In der On-Premise-Welt war die individuelle Anpassung die Regel. Jede Änderung führte jedoch zu technischen Schulden, wodurch jedes Upgrade zu einem separaten, kostspieligen und risikoreichen Projekt wurde.
Die Cloud hat die Spielregeln verändert. In einer Multi-Tenant-Umgebung sind manche Anpassungen nicht mehr möglich, um Stabilität, Sicherheit und kontinuierliche Updates für alle zu gewährleisten. Das ist keine Einschränkung, sondern eine Chance.

Der Paradigmenwechsel: Von der Individualisierung zur Vernetzung
Der Fokus hat sich verlagert von:
- Benutzerdefinierten Code schreiben, um das Verhalten von LN modifizieren
- Ziel: Verwendung von Standardwerkzeugen und APIs zur Erweiterung und Integration von LN in das Unternehmensökosystem.

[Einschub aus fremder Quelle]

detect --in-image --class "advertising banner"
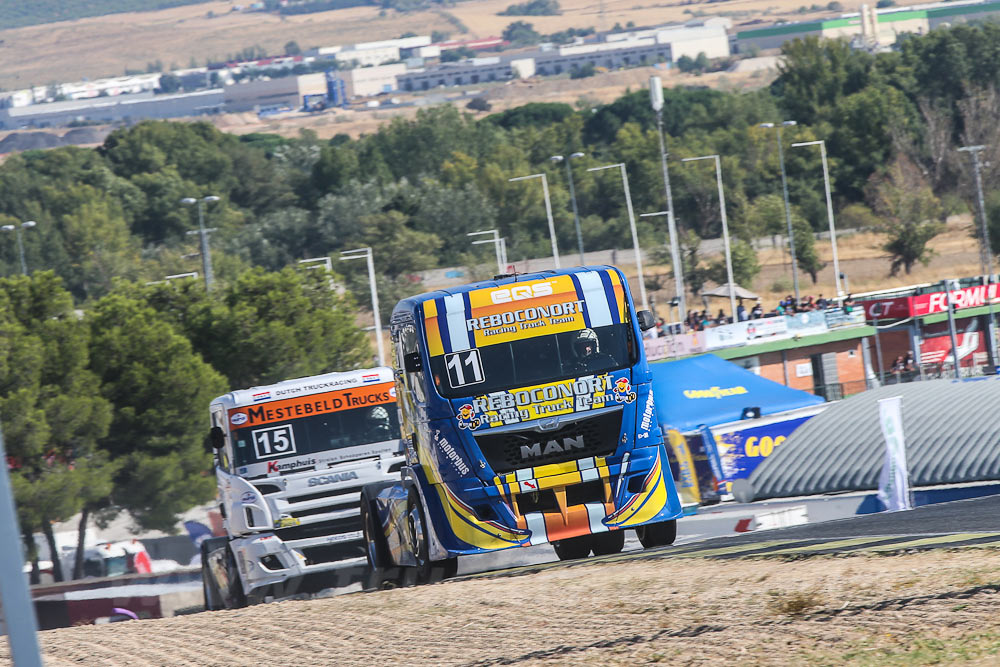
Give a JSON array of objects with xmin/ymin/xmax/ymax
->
[
  {"xmin": 858, "ymin": 295, "xmax": 927, "ymax": 320},
  {"xmin": 911, "ymin": 283, "xmax": 1000, "ymax": 317},
  {"xmin": 785, "ymin": 310, "xmax": 826, "ymax": 336},
  {"xmin": 667, "ymin": 428, "xmax": 701, "ymax": 505},
  {"xmin": 920, "ymin": 318, "xmax": 989, "ymax": 366},
  {"xmin": 745, "ymin": 317, "xmax": 788, "ymax": 343},
  {"xmin": 878, "ymin": 396, "xmax": 913, "ymax": 512},
  {"xmin": 824, "ymin": 303, "xmax": 868, "ymax": 329},
  {"xmin": 642, "ymin": 331, "xmax": 706, "ymax": 361},
  {"xmin": 715, "ymin": 415, "xmax": 813, "ymax": 488},
  {"xmin": 702, "ymin": 322, "xmax": 748, "ymax": 350}
]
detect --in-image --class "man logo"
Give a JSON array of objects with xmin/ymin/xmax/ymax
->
[
  {"xmin": 490, "ymin": 282, "xmax": 552, "ymax": 303},
  {"xmin": 521, "ymin": 435, "xmax": 584, "ymax": 461}
]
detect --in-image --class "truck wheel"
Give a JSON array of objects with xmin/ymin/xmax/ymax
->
[
  {"xmin": 403, "ymin": 486, "xmax": 433, "ymax": 586},
  {"xmin": 428, "ymin": 556, "xmax": 458, "ymax": 584},
  {"xmin": 361, "ymin": 491, "xmax": 389, "ymax": 591},
  {"xmin": 201, "ymin": 537, "xmax": 228, "ymax": 611},
  {"xmin": 593, "ymin": 530, "xmax": 625, "ymax": 556},
  {"xmin": 552, "ymin": 535, "xmax": 593, "ymax": 560},
  {"xmin": 223, "ymin": 547, "xmax": 247, "ymax": 609},
  {"xmin": 635, "ymin": 519, "xmax": 677, "ymax": 549}
]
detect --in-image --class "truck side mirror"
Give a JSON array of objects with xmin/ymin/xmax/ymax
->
[
  {"xmin": 208, "ymin": 426, "xmax": 226, "ymax": 449},
  {"xmin": 403, "ymin": 352, "xmax": 422, "ymax": 373},
  {"xmin": 635, "ymin": 310, "xmax": 656, "ymax": 331}
]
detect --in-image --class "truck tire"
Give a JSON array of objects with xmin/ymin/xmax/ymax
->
[
  {"xmin": 361, "ymin": 487, "xmax": 392, "ymax": 591},
  {"xmin": 224, "ymin": 547, "xmax": 247, "ymax": 609},
  {"xmin": 552, "ymin": 535, "xmax": 593, "ymax": 560},
  {"xmin": 201, "ymin": 537, "xmax": 247, "ymax": 610},
  {"xmin": 635, "ymin": 519, "xmax": 677, "ymax": 549},
  {"xmin": 402, "ymin": 486, "xmax": 433, "ymax": 586},
  {"xmin": 591, "ymin": 530, "xmax": 625, "ymax": 556},
  {"xmin": 201, "ymin": 537, "xmax": 229, "ymax": 611}
]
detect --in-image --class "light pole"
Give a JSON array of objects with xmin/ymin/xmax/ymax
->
[
  {"xmin": 760, "ymin": 120, "xmax": 799, "ymax": 306},
  {"xmin": 549, "ymin": 152, "xmax": 587, "ymax": 266},
  {"xmin": 507, "ymin": 174, "xmax": 560, "ymax": 269},
  {"xmin": 466, "ymin": 229, "xmax": 507, "ymax": 275},
  {"xmin": 649, "ymin": 76, "xmax": 687, "ymax": 313},
  {"xmin": 792, "ymin": 139, "xmax": 846, "ymax": 299},
  {"xmin": 681, "ymin": 155, "xmax": 739, "ymax": 322},
  {"xmin": 0, "ymin": 220, "xmax": 38, "ymax": 276},
  {"xmin": 181, "ymin": 195, "xmax": 219, "ymax": 292},
  {"xmin": 340, "ymin": 248, "xmax": 385, "ymax": 366},
  {"xmin": 958, "ymin": 145, "xmax": 997, "ymax": 369},
  {"xmin": 587, "ymin": 162, "xmax": 649, "ymax": 310},
  {"xmin": 299, "ymin": 255, "xmax": 337, "ymax": 292}
]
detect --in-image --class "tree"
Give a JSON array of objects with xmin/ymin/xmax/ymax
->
[
  {"xmin": 87, "ymin": 293, "xmax": 227, "ymax": 532},
  {"xmin": 792, "ymin": 215, "xmax": 826, "ymax": 285},
  {"xmin": 0, "ymin": 271, "xmax": 114, "ymax": 581},
  {"xmin": 705, "ymin": 239, "xmax": 760, "ymax": 288},
  {"xmin": 503, "ymin": 21, "xmax": 542, "ymax": 46},
  {"xmin": 869, "ymin": 158, "xmax": 945, "ymax": 276}
]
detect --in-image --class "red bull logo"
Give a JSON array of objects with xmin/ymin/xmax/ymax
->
[
  {"xmin": 458, "ymin": 403, "xmax": 482, "ymax": 430},
  {"xmin": 614, "ymin": 378, "xmax": 636, "ymax": 403}
]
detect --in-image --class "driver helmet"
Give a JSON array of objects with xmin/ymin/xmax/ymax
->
[{"xmin": 573, "ymin": 329, "xmax": 601, "ymax": 359}]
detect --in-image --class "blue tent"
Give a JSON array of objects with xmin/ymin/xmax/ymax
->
[{"xmin": 649, "ymin": 354, "xmax": 824, "ymax": 433}]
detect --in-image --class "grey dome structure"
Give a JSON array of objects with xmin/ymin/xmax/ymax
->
[{"xmin": 748, "ymin": 375, "xmax": 1000, "ymax": 499}]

Unsere Mission lautet nicht mehr „ Wie kann ich diese Sitzung ändern?“ , sondern vielmehr „ Wie lässt sich dieser Informationsfluss von LN zu dieser anderen Anwendung am besten, sicher und skalierbar gestalten? “
Die neue Dreifaltigkeit der Fähigkeiten für den modernen LN-Berater
Während fundiertes Fachwissen weiterhin das Fundament unseres Berufsstandes bildet, erfordert die Cloud eine umfassendere, strategischere Vision. Moderne LN-Berater müssen sich über die reine Anwendungsentwicklung hinaus weiterentwickeln und ihre Prozesskompetenz durch ein ausgeprägtes Verständnis von Integrationsarchitektur und Datenanalyse . Diese ganzheitliche Perspektive ist der Schlüssel zur Entwicklung von Lösungen, die nicht nur funktional, sondern auch intelligent und eng mit dem gesamten Geschäftsökosystem des Kunden vernetzt sind.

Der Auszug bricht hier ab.